Posted at 11:03 AM, Sep 06, 2017
and last updated 2017-09-06 12:03:48-04

NORTON, Kan. (AP) — Inmates set small fires and two staff suffered minor injuries during a brief disturbance at a low-security prison in rural northern Kansas, the state Department of Corrections said.

The disturbance at the Norton Correctional Facility started late Tuesday and all of the inmates were secured just after midnight, department spokesman Samir Arif said. The Kansas Organization of State Employees, which represents corrections officers, called the disturbance a "major riot" in a tweet Tuesday evening.

Arif said the employees who were hurt did not require medical attention.

Small fires set by the inmates were been extinguished and the department is investigating what sparked the disturbance at one of the lowest security prisons in the state, he said Wednesday morning.

Norton City Administrator Chad Buckley said all of the town's firetrucks and his entire police department responded to the scene to assist corrections officials. Norton, with a population of less than 3,000 including the prison, is 12 miles (19 kilometers) south of the Nebraska state line and about 320 miles (515 kilometers) west of Kansas City.

As of Friday, Norton housed 848 inmates, with another 125 at a satellite unit in Stockton, to the east. Most of the inmates are either "low" medium-security inmates or minimum-security inmates.

While prisons across the state have been plagued with staffing shortages, Norton has had a relatively low vacancy rate. As of Tuesday, 17 of its 196 uniformed-officer positions were open, or 8.7 percent.

But the number of disciplinary reports on inmates at the Norton prison spiked in August at 396, up 75 percent from the 226 reports in July, according to figures released by the department Tuesday to The Associated Press. The previous peak was 328 reports in June 2016, and last year the prison averaged 209 a month, compared to 245 per month from January through August of this year.

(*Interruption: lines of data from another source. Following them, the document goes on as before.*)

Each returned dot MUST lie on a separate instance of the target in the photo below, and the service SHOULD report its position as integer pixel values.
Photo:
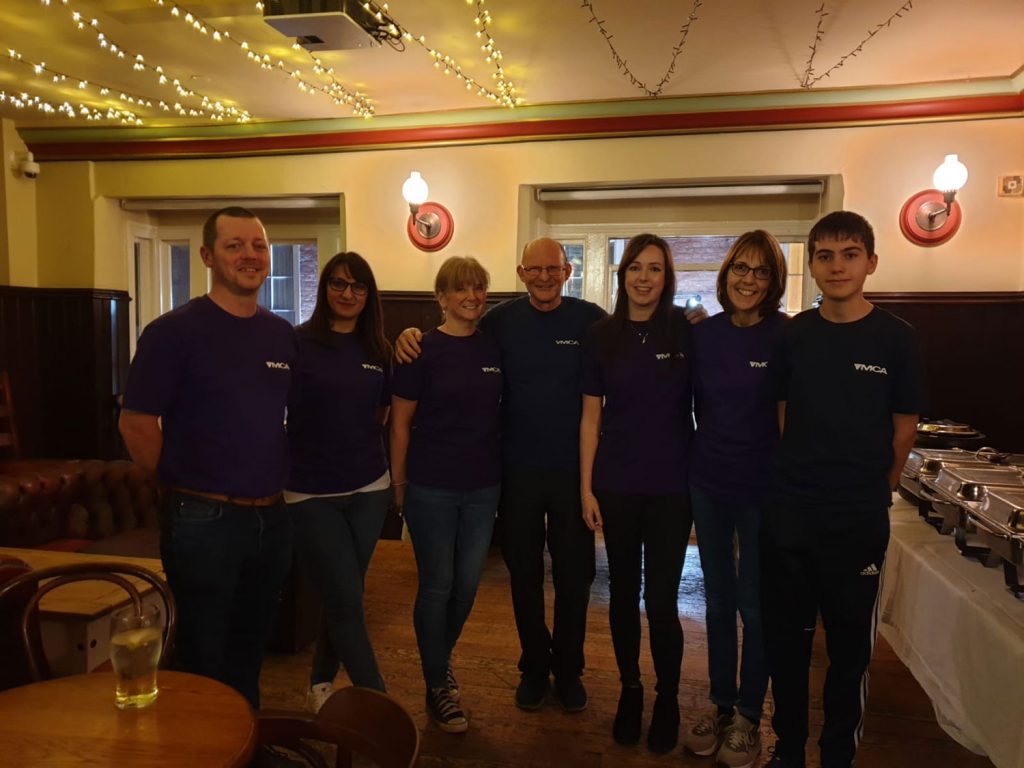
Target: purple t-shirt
(646, 420)
(737, 418)
(219, 384)
(337, 442)
(457, 384)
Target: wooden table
(75, 619)
(196, 722)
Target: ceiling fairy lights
(26, 100)
(504, 91)
(360, 103)
(211, 108)
(623, 65)
(809, 78)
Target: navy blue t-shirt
(457, 385)
(842, 382)
(219, 384)
(542, 357)
(646, 420)
(736, 415)
(337, 442)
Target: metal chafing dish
(998, 520)
(956, 491)
(927, 463)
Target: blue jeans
(726, 590)
(451, 532)
(225, 564)
(335, 538)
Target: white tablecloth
(961, 632)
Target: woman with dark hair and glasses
(340, 488)
(634, 437)
(730, 465)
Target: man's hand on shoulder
(407, 346)
(695, 313)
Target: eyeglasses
(340, 284)
(551, 271)
(740, 269)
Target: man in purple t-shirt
(205, 410)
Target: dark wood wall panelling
(67, 353)
(973, 345)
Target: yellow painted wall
(880, 168)
(17, 214)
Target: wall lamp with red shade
(430, 225)
(933, 216)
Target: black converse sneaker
(443, 710)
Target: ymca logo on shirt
(867, 368)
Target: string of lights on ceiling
(127, 117)
(211, 108)
(809, 78)
(624, 66)
(26, 100)
(360, 104)
(504, 93)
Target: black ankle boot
(629, 716)
(664, 732)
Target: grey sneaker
(317, 695)
(706, 736)
(740, 743)
(452, 684)
(443, 711)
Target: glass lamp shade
(949, 176)
(415, 189)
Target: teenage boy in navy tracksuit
(850, 386)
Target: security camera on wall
(26, 165)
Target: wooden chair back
(9, 446)
(45, 580)
(358, 721)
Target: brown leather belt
(239, 501)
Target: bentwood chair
(19, 598)
(358, 721)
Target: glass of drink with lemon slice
(136, 639)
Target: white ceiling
(552, 51)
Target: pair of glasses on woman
(741, 269)
(340, 284)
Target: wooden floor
(900, 728)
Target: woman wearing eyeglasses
(339, 488)
(634, 436)
(730, 464)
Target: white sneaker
(318, 694)
(740, 744)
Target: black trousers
(826, 561)
(543, 506)
(646, 536)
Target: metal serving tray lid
(969, 483)
(929, 461)
(1003, 506)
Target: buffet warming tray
(955, 488)
(998, 522)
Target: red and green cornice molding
(781, 111)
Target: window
(573, 255)
(290, 290)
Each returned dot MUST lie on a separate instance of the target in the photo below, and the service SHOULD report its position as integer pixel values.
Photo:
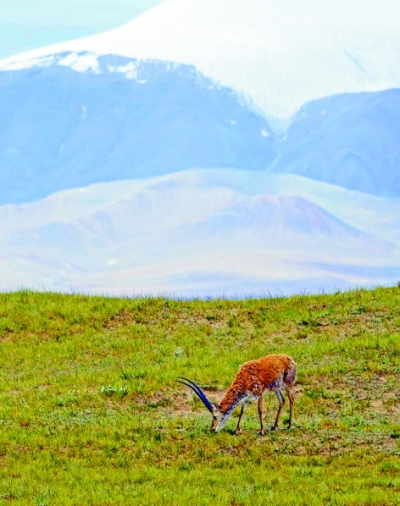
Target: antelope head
(219, 418)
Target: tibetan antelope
(273, 373)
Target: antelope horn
(198, 391)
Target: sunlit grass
(90, 412)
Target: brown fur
(273, 373)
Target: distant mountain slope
(209, 232)
(347, 140)
(60, 128)
(278, 54)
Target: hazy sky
(28, 24)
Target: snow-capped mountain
(207, 148)
(279, 55)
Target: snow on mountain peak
(279, 55)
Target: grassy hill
(90, 413)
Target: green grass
(90, 413)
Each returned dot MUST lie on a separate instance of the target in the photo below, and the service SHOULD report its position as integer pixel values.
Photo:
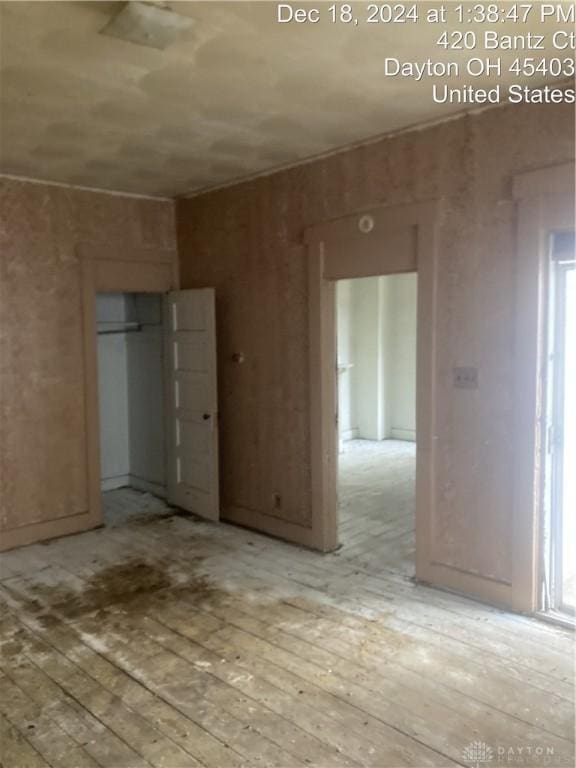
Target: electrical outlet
(465, 378)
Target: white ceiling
(235, 95)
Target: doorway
(376, 320)
(153, 416)
(559, 542)
(132, 397)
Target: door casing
(110, 276)
(375, 242)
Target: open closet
(131, 382)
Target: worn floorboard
(164, 641)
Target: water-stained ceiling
(235, 94)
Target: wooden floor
(168, 642)
(376, 490)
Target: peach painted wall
(247, 242)
(43, 451)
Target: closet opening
(132, 405)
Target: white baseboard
(156, 489)
(112, 483)
(403, 434)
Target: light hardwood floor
(169, 642)
(376, 490)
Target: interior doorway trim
(376, 242)
(545, 202)
(130, 274)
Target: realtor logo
(478, 753)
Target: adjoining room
(287, 378)
(376, 325)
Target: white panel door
(193, 403)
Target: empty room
(287, 375)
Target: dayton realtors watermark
(479, 753)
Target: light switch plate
(465, 378)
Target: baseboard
(403, 434)
(139, 484)
(113, 483)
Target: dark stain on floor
(124, 584)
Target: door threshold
(565, 620)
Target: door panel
(193, 407)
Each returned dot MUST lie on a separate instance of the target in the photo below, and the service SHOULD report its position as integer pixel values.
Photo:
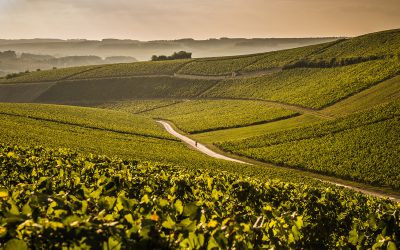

Gov. Sam Brownback announced last month that workers at Kansas state prisons will get pay hikes in the wake of inmate disturbances that have drawn public attention to staff shortages at the facilities. Uniformed officers across the state would receive about a 5 percent raise. Officers at El Dorado Correctional Facility will see raises of about 10 percent.

The department has confirmed three disturbances at the El Dorado facility in May and June involving inmates who refused to return to their cells, as well as two pairs of inmate-on-inmate fights on July 28 that sent one inmate from each altercation to a hospital with stab wounds. Department of Corrections Secretary Joe Norwood has attributed the disturbances to newly arrived inmates who were transferred from other prisons.

All of the prisons struggle with turnover among corrections officers, but the El Dorado prison, east of Wichita, has the highest annual rate at 46 percent, compared with 33 percent for the entire system.